Germany's defense minister is overly focused on "hybrid warfare":
"Here you are also confronted with a situation that represents another part of the Russian military doctrine: the idea of hybrid warfare," she told German troops stationed in Lithuania as part of a NATO force deployed to deter Russia.
NATO allies have accused Russia of using "hybrid warfare" techniques, including subversion, propaganda and cyber warfare, to undermine the West without triggering a full NATO military response.
Using propaganda and subversion is a normal practice for those who don't or can't use military force.
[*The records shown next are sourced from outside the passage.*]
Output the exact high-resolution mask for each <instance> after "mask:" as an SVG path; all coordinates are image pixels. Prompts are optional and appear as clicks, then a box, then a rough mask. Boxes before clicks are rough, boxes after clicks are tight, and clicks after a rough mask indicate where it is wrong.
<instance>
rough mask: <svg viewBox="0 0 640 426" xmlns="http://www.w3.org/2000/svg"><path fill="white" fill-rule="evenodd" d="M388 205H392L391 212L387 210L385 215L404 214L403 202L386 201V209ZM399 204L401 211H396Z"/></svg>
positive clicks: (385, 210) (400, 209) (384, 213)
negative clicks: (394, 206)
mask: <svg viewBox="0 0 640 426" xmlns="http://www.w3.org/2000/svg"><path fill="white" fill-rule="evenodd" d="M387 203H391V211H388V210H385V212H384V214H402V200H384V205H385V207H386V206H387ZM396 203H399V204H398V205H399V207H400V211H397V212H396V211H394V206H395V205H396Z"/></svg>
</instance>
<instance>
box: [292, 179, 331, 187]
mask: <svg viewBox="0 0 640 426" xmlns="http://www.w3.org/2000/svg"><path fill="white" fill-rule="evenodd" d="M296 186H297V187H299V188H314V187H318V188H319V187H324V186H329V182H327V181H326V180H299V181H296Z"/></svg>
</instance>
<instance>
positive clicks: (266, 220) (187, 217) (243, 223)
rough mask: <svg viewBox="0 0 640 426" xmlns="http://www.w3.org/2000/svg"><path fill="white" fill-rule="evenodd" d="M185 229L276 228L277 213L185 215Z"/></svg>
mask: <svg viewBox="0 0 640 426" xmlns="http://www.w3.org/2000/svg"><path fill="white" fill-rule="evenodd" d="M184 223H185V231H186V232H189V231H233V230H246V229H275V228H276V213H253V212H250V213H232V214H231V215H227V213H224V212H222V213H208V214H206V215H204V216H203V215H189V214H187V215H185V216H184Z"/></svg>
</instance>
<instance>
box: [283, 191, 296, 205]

Raising this to the level of some new and novel form of warfare reminds me of the nonsense in the 1990s of calling any insurgent leader with an email address a practitioner of "netwar" (or "4th generation war" if I remember correctly), as I complained about here:
Ah, "netwar." Recall the first celebrated practioners of netwar--the Mexican Zapatistas in 1994. You remember them, they netwarred their way into power, seizing Mexico City. No? Then they succeeded in creating an independent state. No? Then they convinced the Mexican government to spend more there. Wow. This example of so-called netwar was a guy with a colorful name, some college education, an internet connection, and a bunch of ill-armed indigenous peoples following him. Add an adoring press and presto! Netwar!
Russia doesn't have the conventional military strength to take on NATO in a full-blown conventional war and so subverts NATO states. Germany doesn't want to pay for military strength and so pretends what Russia is doing is a new form of warfare that conveniently means Germany doesn't need a conventional military.
But you know my feelings about "hybrid war."